A study exploring factors in drug resistance found that juvenile myoclonic epilepsy patients with a combination of all three seizure types (myoclonic, absence, and tonic–clonic) were much more likely to be resistant to therapy (8). Considering that all patients in the study by Noachtar and colleagues were refractory to treatment, it is likely that the investigators had an over-representation of patients with childhood absence epilepsy that evolved to juvenile myoclonic epilepsy and of patients with all three seizure types. Noachtar et al. did not identify juvenile myoclonic epilepsy subgroups. An analysis of the efficacy of levetiracetam by juvenile myoclonic epilepsy subgroup (for example, by initial seizure type and its age at onset) could be very instructive in discriminating which subgroup is most likely to respond to levetiracetam.

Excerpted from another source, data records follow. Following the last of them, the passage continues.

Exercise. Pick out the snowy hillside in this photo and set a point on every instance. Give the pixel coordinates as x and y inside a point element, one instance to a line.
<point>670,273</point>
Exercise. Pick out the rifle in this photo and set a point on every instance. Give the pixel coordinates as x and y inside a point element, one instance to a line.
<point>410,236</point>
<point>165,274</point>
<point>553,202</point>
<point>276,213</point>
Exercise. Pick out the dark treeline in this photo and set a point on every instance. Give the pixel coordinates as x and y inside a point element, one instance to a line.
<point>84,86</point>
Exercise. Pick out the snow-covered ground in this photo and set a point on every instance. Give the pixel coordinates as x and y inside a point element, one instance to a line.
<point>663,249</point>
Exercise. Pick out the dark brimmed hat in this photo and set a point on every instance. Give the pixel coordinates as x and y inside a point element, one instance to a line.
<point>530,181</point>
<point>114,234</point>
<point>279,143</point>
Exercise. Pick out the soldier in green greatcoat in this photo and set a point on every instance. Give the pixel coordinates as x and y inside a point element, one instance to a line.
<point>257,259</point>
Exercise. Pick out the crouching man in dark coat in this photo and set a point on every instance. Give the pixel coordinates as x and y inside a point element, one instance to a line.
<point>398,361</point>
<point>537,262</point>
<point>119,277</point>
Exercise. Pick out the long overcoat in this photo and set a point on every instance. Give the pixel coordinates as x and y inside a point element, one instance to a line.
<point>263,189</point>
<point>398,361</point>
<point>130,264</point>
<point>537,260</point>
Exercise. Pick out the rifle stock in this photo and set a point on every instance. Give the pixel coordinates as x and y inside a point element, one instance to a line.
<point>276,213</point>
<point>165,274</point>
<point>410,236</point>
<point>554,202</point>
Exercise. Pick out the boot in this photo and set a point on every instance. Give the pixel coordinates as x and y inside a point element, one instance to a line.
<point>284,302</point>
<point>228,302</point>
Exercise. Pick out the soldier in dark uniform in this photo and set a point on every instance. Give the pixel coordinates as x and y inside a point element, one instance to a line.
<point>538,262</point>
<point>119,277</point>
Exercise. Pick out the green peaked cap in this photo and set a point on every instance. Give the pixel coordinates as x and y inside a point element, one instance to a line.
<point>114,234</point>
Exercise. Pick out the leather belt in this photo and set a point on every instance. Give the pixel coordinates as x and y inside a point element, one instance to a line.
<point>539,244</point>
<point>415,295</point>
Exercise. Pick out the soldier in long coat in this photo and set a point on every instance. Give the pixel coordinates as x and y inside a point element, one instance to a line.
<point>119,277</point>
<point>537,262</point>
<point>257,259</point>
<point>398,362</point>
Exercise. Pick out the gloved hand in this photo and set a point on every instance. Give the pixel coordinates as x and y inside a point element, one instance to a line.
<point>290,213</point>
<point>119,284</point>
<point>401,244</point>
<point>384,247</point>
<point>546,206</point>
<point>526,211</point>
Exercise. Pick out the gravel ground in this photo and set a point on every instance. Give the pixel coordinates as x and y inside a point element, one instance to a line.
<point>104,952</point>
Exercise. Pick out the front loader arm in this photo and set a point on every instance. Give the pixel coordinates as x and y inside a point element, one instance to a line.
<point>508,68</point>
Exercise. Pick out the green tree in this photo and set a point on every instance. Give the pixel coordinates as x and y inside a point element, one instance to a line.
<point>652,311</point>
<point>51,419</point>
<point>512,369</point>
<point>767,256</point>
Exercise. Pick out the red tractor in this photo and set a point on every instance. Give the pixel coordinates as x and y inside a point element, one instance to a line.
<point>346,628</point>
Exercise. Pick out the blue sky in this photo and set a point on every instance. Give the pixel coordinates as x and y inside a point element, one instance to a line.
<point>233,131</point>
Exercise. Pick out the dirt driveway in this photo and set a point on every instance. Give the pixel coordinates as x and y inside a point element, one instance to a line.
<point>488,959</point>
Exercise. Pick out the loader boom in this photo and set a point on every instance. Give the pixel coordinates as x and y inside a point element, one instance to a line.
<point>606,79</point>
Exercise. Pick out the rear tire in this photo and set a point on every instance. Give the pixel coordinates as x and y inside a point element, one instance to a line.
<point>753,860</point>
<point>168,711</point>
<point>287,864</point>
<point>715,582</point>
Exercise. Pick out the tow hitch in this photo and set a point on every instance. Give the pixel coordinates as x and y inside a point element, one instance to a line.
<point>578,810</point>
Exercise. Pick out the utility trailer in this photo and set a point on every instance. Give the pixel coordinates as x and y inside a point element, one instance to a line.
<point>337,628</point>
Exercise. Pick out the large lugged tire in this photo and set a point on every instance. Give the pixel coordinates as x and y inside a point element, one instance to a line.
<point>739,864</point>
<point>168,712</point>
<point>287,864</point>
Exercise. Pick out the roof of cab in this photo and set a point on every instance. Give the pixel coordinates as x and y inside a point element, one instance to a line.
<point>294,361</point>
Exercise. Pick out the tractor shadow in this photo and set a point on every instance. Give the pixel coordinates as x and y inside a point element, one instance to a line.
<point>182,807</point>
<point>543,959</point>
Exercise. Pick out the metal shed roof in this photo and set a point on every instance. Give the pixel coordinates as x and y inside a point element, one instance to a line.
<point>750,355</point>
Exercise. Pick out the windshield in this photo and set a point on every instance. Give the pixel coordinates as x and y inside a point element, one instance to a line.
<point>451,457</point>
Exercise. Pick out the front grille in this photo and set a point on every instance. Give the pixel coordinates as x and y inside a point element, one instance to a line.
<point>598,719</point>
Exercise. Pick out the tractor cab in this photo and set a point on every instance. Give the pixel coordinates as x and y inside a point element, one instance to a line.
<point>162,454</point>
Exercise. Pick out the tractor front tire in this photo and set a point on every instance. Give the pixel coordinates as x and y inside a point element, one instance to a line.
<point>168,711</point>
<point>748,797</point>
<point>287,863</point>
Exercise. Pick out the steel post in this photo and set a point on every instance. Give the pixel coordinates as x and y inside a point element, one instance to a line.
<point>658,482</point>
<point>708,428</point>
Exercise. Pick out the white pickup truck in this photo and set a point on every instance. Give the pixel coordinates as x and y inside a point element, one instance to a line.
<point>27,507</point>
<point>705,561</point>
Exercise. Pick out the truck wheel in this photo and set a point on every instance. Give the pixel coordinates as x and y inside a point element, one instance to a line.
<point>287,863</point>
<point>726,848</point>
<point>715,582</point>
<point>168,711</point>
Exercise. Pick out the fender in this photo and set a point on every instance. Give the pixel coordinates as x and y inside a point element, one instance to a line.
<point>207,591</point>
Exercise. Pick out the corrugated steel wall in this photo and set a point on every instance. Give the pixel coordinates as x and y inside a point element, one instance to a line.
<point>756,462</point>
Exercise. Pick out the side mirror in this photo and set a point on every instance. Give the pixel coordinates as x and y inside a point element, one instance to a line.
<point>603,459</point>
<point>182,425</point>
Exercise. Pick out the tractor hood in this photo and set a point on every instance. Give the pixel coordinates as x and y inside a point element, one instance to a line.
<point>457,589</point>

There are no class I studies to guide the initial therapy of juvenile myoclonic epilepsy, and no drug is specifically approved by the Federal Drug Administration for this indication. Class IV studies suggest that in addition to valproate, the new antiepileptic drugs lamotrigine, topiramate, levetiracetam, and zonisamide can be considered; however, more rigorous trials are needed. The SANAD trial for idiopathic generalized epilepsy classified only 26% of the patients with juvenile myoclonic epilepsy (4). Thus, there is also a need for a comparative trial of initial therapies for patients with juvenile myoclonic epilepsy. Such atrial could stratify patients by juvenile myoclonic epilepsy subgroups and analyze the response of all seizure types within this syndrome.